我的午饭怎么办?我刚进厂,到食堂吃饭要交五元现金,不能享受从工资里扣三元的待遇。去外面吃,我对小吃店一概不熟。方姐一挥胳膊:走,到我家!时间太紧迫了。一小时六十分钟,每一分钟,都在静静流逝,我来不及多想,触电般起身,朝门外走去。打卡后,我将帽子从头上捋下来,把工衣也脱了;而方姐,只摘下了帽子。
一百米处就是巷子尽头,过了主通道,进入对面小巷,两侧是五六层高的农民楼,穿过小菜场的凉棚,空间陡然变暗,味道比车间更难闻:黑泥、灰尘、排水沟、鸡屎、尾气、皮革、化学、汽油……菜场旁的空地上,纵横交错着瓦房,有上百间,每一间都有扇单独的门。
令这片瓦房得以存在的原因,是打工者的身份总是城市的匆匆过客。在劳务市场,农民工并非真正意义的工人,而只是临时工,不仅“认真、肯干、易于管理,且不用变更户口”,“有工作的时候来,没工作的时候走”;这种暧昧的身份,不仅为城市提供了劳动用工,又不会导致城市人口增多。而当农民被召唤到城市来打工时,这里并没有相应的住房和教育提供给他们,他们要么住宿舍,要么租住贫民区;他们的孩子,要么在老家读书,要么上当地的私立学校。
方姐掏出钥匙,打开房门,阳光射进内部,投下斜影:只是单独的一间屋,没有窗户,靠门的左侧,立起道水泥墙,隔出个卫生间,令整个房间弥漫着浓烈的怪味,像钢爪,一下子就掐住我的喉咙,让我想吐。屋子四壁黝黑,从没粉刷过,墙角有霉点,双人床上窝着被子,桌上倒扣着碗筷,拉杆箱靠在衣柜旁。

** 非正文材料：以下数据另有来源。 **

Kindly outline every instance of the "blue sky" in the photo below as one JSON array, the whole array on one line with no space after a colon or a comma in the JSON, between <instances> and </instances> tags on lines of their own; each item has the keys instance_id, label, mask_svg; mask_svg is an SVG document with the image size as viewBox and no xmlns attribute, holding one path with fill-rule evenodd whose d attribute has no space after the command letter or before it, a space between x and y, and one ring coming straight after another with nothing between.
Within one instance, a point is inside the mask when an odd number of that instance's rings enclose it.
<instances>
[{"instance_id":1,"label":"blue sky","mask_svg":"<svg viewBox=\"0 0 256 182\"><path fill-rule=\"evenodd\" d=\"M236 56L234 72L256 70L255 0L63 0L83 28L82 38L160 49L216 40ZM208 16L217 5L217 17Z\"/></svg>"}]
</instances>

没有阳台!没有厨房!没有阳光和清洁的空气!这片瓦房令人沮丧:它莫名其妙地藏在小巷深处,像个巨大的垃圾堆。房间里除了味道难以忍受,还有种可怕的窒息——如果将门关上,整个内部将陷入完全墨黑,无一丝光亮,如墓穴。
显然,这屋子仅仅只提供一个睡觉的地方,而不具备房屋所包含的温馨内涵。到了夜晚,这片瓦房如黑魆魆的波浪,潜伏在周围灯光璀璨的摩天大厦下。
这些房子的主人是本地人。他们不仅盖起五六层小楼,还在逼仄处盖起简易瓦房,皆用来出租。这个地方已形成两个阶层:拥有本地户口的本地人(拥有生产资料、土地、居住权)及外来工,向本地用工单位出卖劳动力(但没有在此长期定居的权利)。